The Bank of Thailand's monetary policy committee (MPC) last week held the policy rate steady for a fourth meeting since a December hike, but cut its 2019, economic growth forecast to 3.3pc from 3.8pc. Last year's growth was 4.1pc
"The MPC may be disappointed with the downgrade but it thinks growth of 3.3pc is not bad. So there is no need to cut rates now," Don Nakornthab, a central bank senior director, told a seminar.
"But it does not close the door to policy easing going forward as there are downside risks to the economy," he said.
This year, some Asian central banks that raised interest rates in 2018 have cut them in a bid to boost sagging growth.

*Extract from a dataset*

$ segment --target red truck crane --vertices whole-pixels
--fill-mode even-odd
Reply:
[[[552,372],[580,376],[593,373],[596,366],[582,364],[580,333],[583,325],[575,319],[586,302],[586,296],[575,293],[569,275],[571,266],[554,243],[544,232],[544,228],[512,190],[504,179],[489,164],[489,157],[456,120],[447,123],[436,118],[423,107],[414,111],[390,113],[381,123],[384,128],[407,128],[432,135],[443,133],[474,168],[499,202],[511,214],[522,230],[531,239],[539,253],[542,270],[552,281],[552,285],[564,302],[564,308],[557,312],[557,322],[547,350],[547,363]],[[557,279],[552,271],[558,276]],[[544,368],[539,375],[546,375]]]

Thai annual growth in January-March was 2.8pc, the weakest pace in more than 4 years.
The central bank expects less than 3pc growth in the second quarter and the first half of this year, Don said.
The growth pace should pick up to around 4pc in the second half on an expected rise in exports and tourism compared with last year's relatively low comparative base, he said.
Exports, a key driver of Thai growth, have contracted so far this year and the central bank sees zero growth for 2019.
The export slowdown has started to impact related jobs and businesses, Don said.
The central bank is worried about the strengthening of the baht, which has gained about 6.6pc against the dollar, making it the best performing currency in Asia this year.
The baht gains have been driven by foreign fund inflows, of which the central bank said it was closely monitoring.